With the 2023-2024 school year already underway, a new law will soon require Texas school districts and charter schools to hire at least one armed security guard for every campus.
House Bill 3 by State Rep. Dustin Burrows (R–Lubbock)—which goes into effect September 1—will require schools to provide training to an armed security officer employed by the district using state funds.
The district’s board of trustees will determine the appropriate number of armed security officers for each school. However, the law stipulates that at least one armed guard must be in every school during regular school hours.
If a school district does not have enough funds to implement an armed security guard on each of their campuses, it can claim a “good cause exemption.” The exemption allows for school boards to create alternative programs. This can include using an already-hired school employee who is qualified to serve as a security guard.

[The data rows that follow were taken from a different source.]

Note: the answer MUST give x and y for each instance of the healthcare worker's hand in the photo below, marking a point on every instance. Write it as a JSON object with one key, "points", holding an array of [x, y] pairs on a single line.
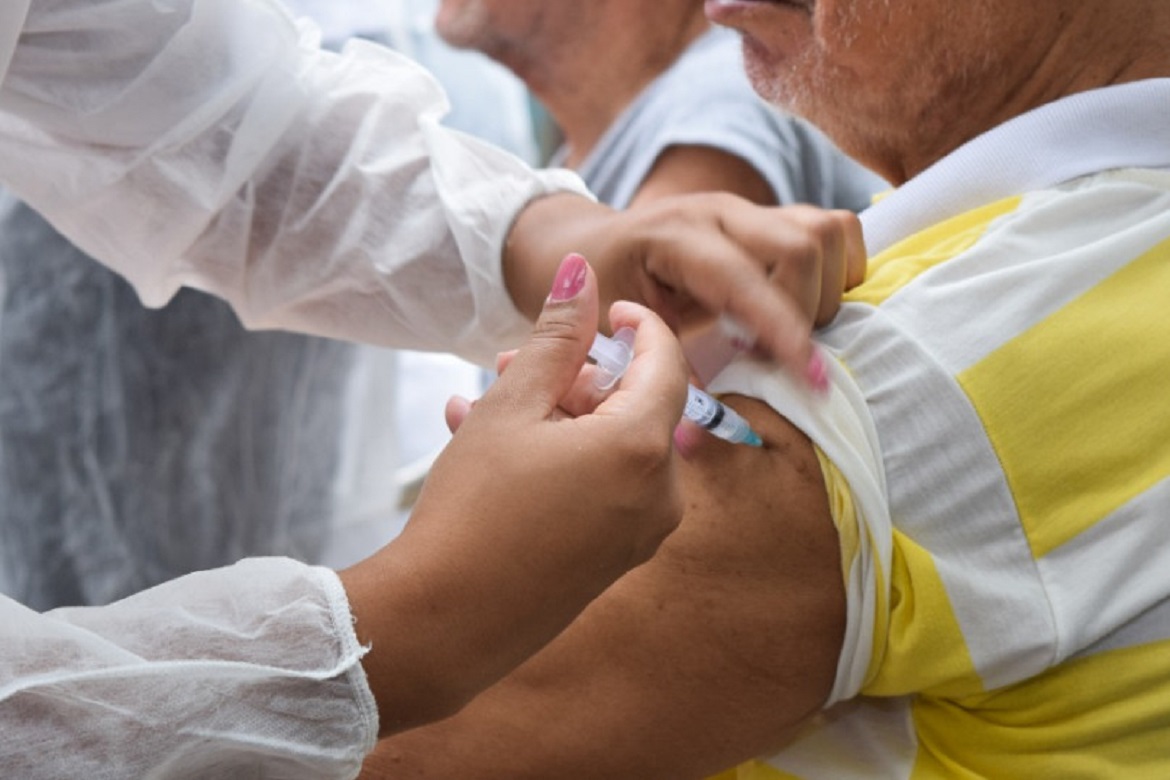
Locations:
{"points": [[776, 270], [545, 496]]}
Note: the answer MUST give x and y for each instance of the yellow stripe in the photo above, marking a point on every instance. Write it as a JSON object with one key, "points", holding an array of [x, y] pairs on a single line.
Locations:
{"points": [[1079, 400], [1100, 717], [926, 650], [848, 529], [900, 264], [754, 771]]}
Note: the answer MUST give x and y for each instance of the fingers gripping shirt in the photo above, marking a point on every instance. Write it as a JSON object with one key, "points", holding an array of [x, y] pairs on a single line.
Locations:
{"points": [[211, 144]]}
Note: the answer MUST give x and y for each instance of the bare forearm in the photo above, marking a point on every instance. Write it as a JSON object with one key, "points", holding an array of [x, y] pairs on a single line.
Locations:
{"points": [[708, 655]]}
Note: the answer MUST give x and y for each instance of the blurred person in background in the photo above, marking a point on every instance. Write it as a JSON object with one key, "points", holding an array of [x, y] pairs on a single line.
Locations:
{"points": [[138, 444], [651, 101]]}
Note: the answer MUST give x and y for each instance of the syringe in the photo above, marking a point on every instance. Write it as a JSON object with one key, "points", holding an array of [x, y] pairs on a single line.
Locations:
{"points": [[612, 357]]}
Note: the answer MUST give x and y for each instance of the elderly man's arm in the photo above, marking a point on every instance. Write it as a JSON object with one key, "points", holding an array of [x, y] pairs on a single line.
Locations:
{"points": [[714, 651]]}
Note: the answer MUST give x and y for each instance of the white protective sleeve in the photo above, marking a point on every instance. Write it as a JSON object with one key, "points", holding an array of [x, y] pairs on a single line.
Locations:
{"points": [[250, 670], [212, 144]]}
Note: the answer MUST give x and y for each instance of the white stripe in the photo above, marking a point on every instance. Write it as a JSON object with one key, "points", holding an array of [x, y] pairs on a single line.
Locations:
{"points": [[13, 14], [947, 491], [857, 740], [1115, 128], [1109, 574], [1038, 260]]}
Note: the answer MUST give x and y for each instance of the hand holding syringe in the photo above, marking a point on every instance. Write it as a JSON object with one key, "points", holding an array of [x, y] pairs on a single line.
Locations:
{"points": [[612, 357]]}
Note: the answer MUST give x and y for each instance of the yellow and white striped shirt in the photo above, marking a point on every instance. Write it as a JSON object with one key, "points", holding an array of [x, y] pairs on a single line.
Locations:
{"points": [[998, 450]]}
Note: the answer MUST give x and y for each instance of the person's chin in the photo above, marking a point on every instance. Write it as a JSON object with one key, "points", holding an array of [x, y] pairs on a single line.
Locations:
{"points": [[730, 12]]}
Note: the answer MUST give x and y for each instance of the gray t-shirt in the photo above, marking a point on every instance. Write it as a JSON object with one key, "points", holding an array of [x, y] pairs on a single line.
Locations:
{"points": [[706, 99]]}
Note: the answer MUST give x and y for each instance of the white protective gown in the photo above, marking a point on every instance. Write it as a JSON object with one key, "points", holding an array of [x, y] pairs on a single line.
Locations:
{"points": [[210, 143]]}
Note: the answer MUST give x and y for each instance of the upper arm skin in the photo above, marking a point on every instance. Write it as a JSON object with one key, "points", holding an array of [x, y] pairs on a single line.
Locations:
{"points": [[710, 654], [685, 170]]}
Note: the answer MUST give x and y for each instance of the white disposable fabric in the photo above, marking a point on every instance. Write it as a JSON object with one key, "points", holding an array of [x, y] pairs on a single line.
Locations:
{"points": [[248, 671], [208, 143]]}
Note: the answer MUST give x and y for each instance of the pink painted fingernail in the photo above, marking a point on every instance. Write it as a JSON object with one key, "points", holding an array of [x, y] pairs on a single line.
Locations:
{"points": [[570, 278], [817, 372]]}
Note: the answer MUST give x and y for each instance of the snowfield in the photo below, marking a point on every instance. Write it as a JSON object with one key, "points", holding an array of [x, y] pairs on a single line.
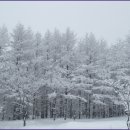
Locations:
{"points": [[109, 123]]}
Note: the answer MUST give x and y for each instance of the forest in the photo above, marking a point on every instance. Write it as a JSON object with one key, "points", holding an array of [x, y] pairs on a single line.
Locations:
{"points": [[57, 75]]}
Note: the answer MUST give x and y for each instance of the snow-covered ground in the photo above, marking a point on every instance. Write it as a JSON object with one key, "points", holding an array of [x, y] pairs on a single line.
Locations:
{"points": [[110, 123]]}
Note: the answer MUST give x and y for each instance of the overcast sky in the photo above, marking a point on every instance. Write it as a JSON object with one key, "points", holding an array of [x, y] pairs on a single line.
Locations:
{"points": [[108, 20]]}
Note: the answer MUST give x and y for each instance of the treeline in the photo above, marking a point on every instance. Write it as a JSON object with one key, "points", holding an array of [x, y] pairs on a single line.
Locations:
{"points": [[56, 75]]}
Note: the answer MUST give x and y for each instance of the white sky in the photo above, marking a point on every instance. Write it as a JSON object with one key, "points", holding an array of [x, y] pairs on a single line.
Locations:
{"points": [[107, 19]]}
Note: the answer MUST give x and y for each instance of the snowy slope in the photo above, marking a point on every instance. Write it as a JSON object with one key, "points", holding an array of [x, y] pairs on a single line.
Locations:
{"points": [[110, 123]]}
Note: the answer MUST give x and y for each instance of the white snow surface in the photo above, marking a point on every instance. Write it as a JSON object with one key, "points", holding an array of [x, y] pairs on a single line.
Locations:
{"points": [[108, 123]]}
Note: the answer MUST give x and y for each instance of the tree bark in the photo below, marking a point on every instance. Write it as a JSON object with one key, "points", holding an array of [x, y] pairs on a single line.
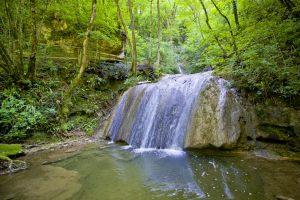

To qualify as a security guard, a campus employee must have completed school safety training provided by a qualified handgun instructor and be authorized to carry a handgun on campus.
The measure also requires school district leadership to meet regularly with their law enforcement counterparts to discuss any emergency preparedness and action plans needed to keep students safe. It would additionally appoint an agency monitor to review school districts’ compliance with safety and security measures annually per criteria developed with the Texas School Safety Center.
HB 3 allows school districts to obtain safety technologies, including silent panic alert devices. Schools can also use allocated funds for door and window upgrades, including exterior door numbering and locking systems.
Districts must also create a system for students to report concerning behavior exhibited by another student that school officials must investigate. After officials conduct a threat assessment of students, investigation records will be included in their school records.
The legislation passed through the Texas House nearly one year after the Robb Elementary School shooting in Uvalde took the lives of 19 children and two teachers. Burrows said the tragedy spurred lawmakers to action.
“The Uvalde school shooting stole precious children and teachers from their families and made it clear that the state of Texas must make fundamental changes in the way we protect our school communities,” said Burrows.
Burrows also shared that families and teachers from Uvalde said they wanted to have a security officer on campus or be armed themselves.
“Some of the messages we had from the classroom teachers were that they wanted themselves to be able to have security officers or be armed or have protection,” said Burrows. “We did hear from several of the teachers who were across the halls who had bullets come into their classrooms and asked that we take the message back to Austin.”